Nevertheless, allow me to share with you some evidence-based references that support my criticisms. Below are four valuable references for each of the easier ones (Hypertonic Saline and Racemic Epinephrine). Based on these meta-analyses and other important ones published since 2014, the deletion of hypertonic saline and racemic epinephrine should be immediately reversed by the guideline writers.

References for hypertonic saline solution: Neonatal Pediatrician. 2014;55(6):431; J Pediatr Pharmacol Ther. 2016;21(1):7; Cochrane Database System Rev. 2017;12(12):CD006458; and Pediatric Pulmonol. 2018;53(8):1089.

References for racemic epinephrine: Cochrane Database System Rev. 2011;(6):CD003123; Medicine based on Evid. 2012;17(1):12; N English J med. 2009;360(20):2079; and Pediatrics. 2021;147(5):e2020040816.
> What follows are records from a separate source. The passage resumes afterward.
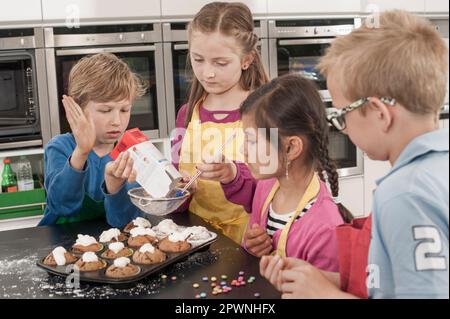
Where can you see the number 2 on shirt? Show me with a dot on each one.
(428, 249)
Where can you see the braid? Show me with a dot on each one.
(328, 165)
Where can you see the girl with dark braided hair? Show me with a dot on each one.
(293, 213)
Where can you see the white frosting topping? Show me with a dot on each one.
(121, 262)
(199, 232)
(85, 240)
(140, 231)
(147, 248)
(142, 222)
(89, 257)
(178, 236)
(109, 235)
(167, 226)
(58, 255)
(116, 247)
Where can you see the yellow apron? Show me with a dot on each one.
(311, 192)
(209, 201)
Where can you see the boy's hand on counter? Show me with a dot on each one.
(119, 171)
(270, 268)
(257, 241)
(300, 279)
(221, 171)
(186, 179)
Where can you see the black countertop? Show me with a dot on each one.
(21, 278)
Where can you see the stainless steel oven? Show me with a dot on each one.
(138, 45)
(295, 46)
(177, 76)
(24, 119)
(442, 26)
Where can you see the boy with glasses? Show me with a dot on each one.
(397, 74)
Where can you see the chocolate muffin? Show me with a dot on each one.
(86, 243)
(148, 255)
(138, 222)
(90, 262)
(122, 268)
(111, 236)
(141, 236)
(116, 250)
(59, 257)
(175, 243)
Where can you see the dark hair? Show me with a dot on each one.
(231, 19)
(292, 104)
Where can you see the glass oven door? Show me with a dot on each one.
(141, 60)
(300, 56)
(18, 97)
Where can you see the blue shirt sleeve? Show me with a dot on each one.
(64, 184)
(410, 245)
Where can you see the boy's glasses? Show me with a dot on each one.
(336, 117)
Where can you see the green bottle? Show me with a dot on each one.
(9, 181)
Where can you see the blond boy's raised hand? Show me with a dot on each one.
(81, 124)
(83, 130)
(118, 172)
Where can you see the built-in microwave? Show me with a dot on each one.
(24, 119)
(138, 45)
(177, 76)
(295, 46)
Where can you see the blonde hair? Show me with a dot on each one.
(231, 19)
(404, 58)
(103, 78)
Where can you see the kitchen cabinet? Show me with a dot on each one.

Albuterol is more complex and obscured by low quality studies, and it requires additional explanations that easily support conducting an albuterol therapy trial. These two references provide arguments and evidence to undo the total suppression of albuterol: West J Emergency Med. 2015;16(1):85 and Acad Emergency Med. 2008;15(4):305.

We hope to have a much more detailed and in-depth publication in the near future which may well be the final blow to the 2014 AAP bronchiolitis guidelines.